Four people are affected by a picture of an eight-year-old girl in a war-torn country in Theatre Gargantua’s latest show, Reflector. There’s the hardened photographer (Michael Spence), a woman profoundly affected by the image (Louisa Zhu), a woman burdened with a perfect memory (Michelle Polak), and the therapist who deals with their traumas (Abraham Asto).
The multi-disciplinary company, celebrating their twenty-fifth season, leans heavily on physical theatre. The four actors—all playing various roles, each with distinction—run, tumble, roll, jump, and are caught in mid-air by their castmates. The activity suggests the frenzy and fear of any war-torn country.

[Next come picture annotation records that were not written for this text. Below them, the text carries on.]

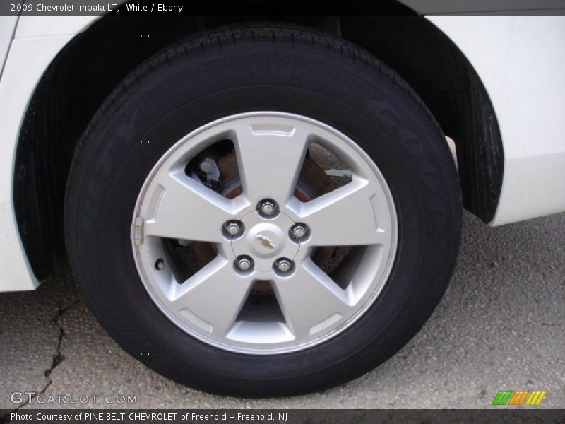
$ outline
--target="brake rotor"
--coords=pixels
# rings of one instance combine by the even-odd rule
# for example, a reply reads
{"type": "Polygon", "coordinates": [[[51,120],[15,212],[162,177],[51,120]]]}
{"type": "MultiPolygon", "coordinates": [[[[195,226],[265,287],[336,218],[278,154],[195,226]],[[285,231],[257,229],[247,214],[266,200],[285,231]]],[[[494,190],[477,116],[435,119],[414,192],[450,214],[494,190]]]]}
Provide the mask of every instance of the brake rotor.
{"type": "MultiPolygon", "coordinates": [[[[234,199],[242,194],[243,187],[239,178],[239,169],[235,153],[232,152],[218,159],[216,162],[220,169],[222,182],[219,193],[227,199],[234,199]]],[[[306,158],[298,177],[295,196],[299,201],[307,202],[316,199],[332,189],[332,182],[318,164],[306,158]]],[[[195,242],[192,244],[194,253],[199,261],[206,265],[217,255],[215,247],[211,243],[195,242]]],[[[313,255],[316,264],[323,264],[328,261],[335,251],[335,247],[319,247],[313,255]]],[[[266,283],[266,285],[269,285],[266,283]]],[[[255,288],[256,290],[258,288],[255,288]]],[[[269,285],[269,290],[270,290],[269,285]]]]}

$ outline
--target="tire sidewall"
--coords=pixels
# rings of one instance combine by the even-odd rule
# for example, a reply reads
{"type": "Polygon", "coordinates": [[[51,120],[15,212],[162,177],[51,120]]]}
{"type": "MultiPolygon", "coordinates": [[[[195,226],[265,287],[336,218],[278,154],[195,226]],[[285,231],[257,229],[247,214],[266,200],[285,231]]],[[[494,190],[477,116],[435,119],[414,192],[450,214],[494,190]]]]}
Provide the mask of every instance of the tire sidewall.
{"type": "Polygon", "coordinates": [[[433,311],[458,244],[456,173],[435,123],[390,74],[299,45],[238,47],[163,65],[96,120],[69,183],[69,256],[104,327],[162,374],[229,394],[319,389],[385,360],[433,311]],[[362,317],[321,345],[260,360],[208,346],[167,319],[141,281],[129,237],[138,194],[162,155],[204,124],[256,111],[303,115],[355,141],[387,181],[399,230],[388,281],[362,317]]]}

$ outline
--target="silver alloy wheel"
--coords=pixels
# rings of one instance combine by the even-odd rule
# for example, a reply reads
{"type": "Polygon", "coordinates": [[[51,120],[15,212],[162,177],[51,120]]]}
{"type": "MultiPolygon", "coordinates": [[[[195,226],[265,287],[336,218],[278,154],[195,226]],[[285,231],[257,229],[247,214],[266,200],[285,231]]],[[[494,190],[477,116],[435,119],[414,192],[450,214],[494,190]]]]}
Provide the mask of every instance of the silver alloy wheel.
{"type": "Polygon", "coordinates": [[[372,160],[335,129],[283,112],[227,117],[179,140],[146,179],[132,222],[143,225],[141,238],[132,240],[137,269],[161,311],[201,341],[248,354],[297,351],[350,326],[382,290],[397,247],[392,195],[372,160]],[[232,199],[185,172],[196,155],[225,139],[234,143],[243,187],[232,199]],[[302,202],[294,192],[314,143],[339,157],[352,178],[302,202]],[[272,216],[261,213],[265,199],[276,202],[272,216]],[[232,221],[243,223],[235,237],[225,231],[232,221]],[[308,233],[297,240],[289,232],[299,223],[308,233]],[[163,238],[213,243],[217,256],[186,281],[177,281],[166,259],[164,267],[156,266],[167,257],[163,238]],[[311,257],[316,247],[326,246],[364,247],[345,288],[311,257]],[[245,271],[237,266],[242,256],[252,263],[245,271]],[[281,258],[292,264],[286,272],[274,265],[281,258]],[[272,286],[283,319],[239,317],[258,281],[272,286]]]}

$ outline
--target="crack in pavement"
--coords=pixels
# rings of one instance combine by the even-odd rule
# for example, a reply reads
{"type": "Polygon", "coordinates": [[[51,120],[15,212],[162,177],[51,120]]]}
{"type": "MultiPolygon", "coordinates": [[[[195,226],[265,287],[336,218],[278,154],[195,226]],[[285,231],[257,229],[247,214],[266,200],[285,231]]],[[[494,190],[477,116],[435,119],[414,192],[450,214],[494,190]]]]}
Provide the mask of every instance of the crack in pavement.
{"type": "Polygon", "coordinates": [[[53,370],[56,368],[61,364],[61,363],[65,360],[65,356],[61,351],[61,345],[63,343],[63,338],[65,336],[66,334],[63,326],[61,325],[61,324],[59,322],[59,320],[61,317],[62,317],[69,310],[78,303],[78,300],[76,300],[65,307],[61,307],[61,302],[59,302],[59,305],[57,307],[56,314],[54,317],[53,317],[53,318],[51,319],[51,322],[59,327],[59,337],[56,343],[56,351],[55,354],[53,355],[51,366],[45,370],[45,371],[43,372],[43,375],[45,376],[45,384],[44,384],[43,387],[39,391],[36,391],[34,394],[29,396],[25,401],[18,404],[18,406],[13,409],[8,411],[4,416],[0,416],[0,424],[3,423],[8,423],[8,421],[5,420],[7,419],[8,416],[11,413],[16,412],[28,405],[38,394],[42,394],[45,393],[45,391],[49,388],[49,387],[53,384],[53,380],[51,378],[51,373],[53,372],[53,370]]]}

Jacquie P.A. Thomas conceived of and directed this muscular production and, as usual for the company, Spence wrote it. Integrating rap, hip-hop, prose, and poetry, the dialogue is breathtaking. When Spence, as the photographer, is telling us how he set up the shot of the little girl, there is a quiet urgency in his voice. In that moment, the audience was silent, leaning in to listen. No photograph accompanies the description, and none is needed.
Laird Macdonald’s projections of places in conflict flash on screens behind the action, amplified by Thomas Ryder Payne’s percussive soundscape of bombs and gunfire. At the end of the show, we are left with the real-life, heart-wrenching photographs that have stunned us over the years: a naked girl running from a napalm strike, a Vietnamese man with a gun to his head just before he is shot, three-year-old Alan Kurdi lying dead on a beach.
A single photograph has power. It can stop us in our tracks. This is what Reflector explores, and it does so beautifully.